Plans by a Las Vegas casino to exhibit a pair of Chinese pandas have been criticised by animal conservationists.

The proposal by the Mandalay Bay, one of the newer resorts in Las Vegas, faces many months of lobbying for federal approval, but could mean considerable financial gain for the casino, which already boasts a shark aquarium.

Some animal conservationists, however, are aghast. Only about 10,000 pandas remain in the wild in China anda few hundred are in captivity. Using the species to boost earnings at the slots seems almost blasphemous. "I find it hard to imagine how housing pandas under the same roof with showgirls and blackjack tables furthers panda conservation," Ginette Hemley, vice-president for species conservation at the World Wildlife Fund, told The Washington Post. "It smacks of commercial exploitation." The casino plans to construct a domed glass pavilion for the pandas in an area adjacent to its shark reef, far removed from the gambling areas.

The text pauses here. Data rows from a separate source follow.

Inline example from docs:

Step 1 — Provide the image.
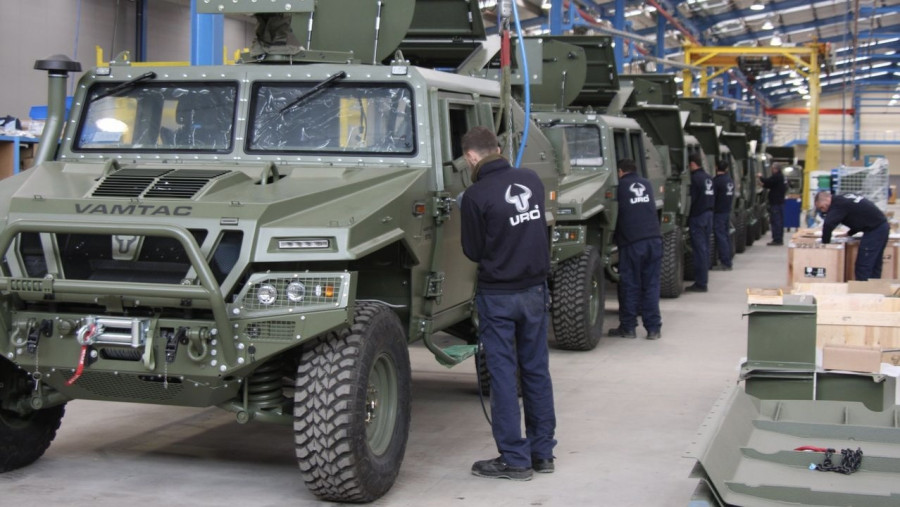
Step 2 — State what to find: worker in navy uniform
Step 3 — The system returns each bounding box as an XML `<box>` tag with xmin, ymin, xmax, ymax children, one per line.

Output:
<box><xmin>608</xmin><ymin>159</ymin><xmax>662</xmax><ymax>340</ymax></box>
<box><xmin>711</xmin><ymin>160</ymin><xmax>735</xmax><ymax>271</ymax></box>
<box><xmin>815</xmin><ymin>191</ymin><xmax>889</xmax><ymax>281</ymax></box>
<box><xmin>459</xmin><ymin>126</ymin><xmax>556</xmax><ymax>481</ymax></box>
<box><xmin>759</xmin><ymin>163</ymin><xmax>786</xmax><ymax>245</ymax></box>
<box><xmin>686</xmin><ymin>154</ymin><xmax>715</xmax><ymax>292</ymax></box>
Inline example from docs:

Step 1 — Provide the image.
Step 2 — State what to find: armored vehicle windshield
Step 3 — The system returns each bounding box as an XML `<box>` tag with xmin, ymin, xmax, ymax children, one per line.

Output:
<box><xmin>555</xmin><ymin>125</ymin><xmax>605</xmax><ymax>167</ymax></box>
<box><xmin>76</xmin><ymin>82</ymin><xmax>238</xmax><ymax>152</ymax></box>
<box><xmin>249</xmin><ymin>82</ymin><xmax>415</xmax><ymax>155</ymax></box>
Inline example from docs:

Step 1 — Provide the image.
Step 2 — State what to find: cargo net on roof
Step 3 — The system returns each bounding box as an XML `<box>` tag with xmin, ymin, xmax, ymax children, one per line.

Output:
<box><xmin>833</xmin><ymin>157</ymin><xmax>890</xmax><ymax>211</ymax></box>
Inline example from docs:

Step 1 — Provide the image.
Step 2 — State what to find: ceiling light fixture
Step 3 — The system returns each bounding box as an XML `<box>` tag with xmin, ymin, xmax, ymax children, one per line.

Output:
<box><xmin>761</xmin><ymin>19</ymin><xmax>774</xmax><ymax>30</ymax></box>
<box><xmin>750</xmin><ymin>0</ymin><xmax>765</xmax><ymax>11</ymax></box>
<box><xmin>770</xmin><ymin>34</ymin><xmax>783</xmax><ymax>46</ymax></box>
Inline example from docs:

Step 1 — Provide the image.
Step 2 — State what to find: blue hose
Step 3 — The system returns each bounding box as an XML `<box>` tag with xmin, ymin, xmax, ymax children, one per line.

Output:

It expects to pay the Chinese government about $10m for a pair and reap $50m a year in ticket sales.

It may succeed, first because it has promised to give all that money back to China. Presumably it expects to make its own extra money by steering animal-loving tourists into the gaming areas of the resort. It has been wooing the animal rights lobby as well, and not everyone is ruling out the idea. "There's a knee-jerk negative reaction to having pandas in casinos, and everyone shares that," said David Towne, chairman of the Giant Panda Conservation Foundation. "We have no right to prejudge them without first going through all the hoops."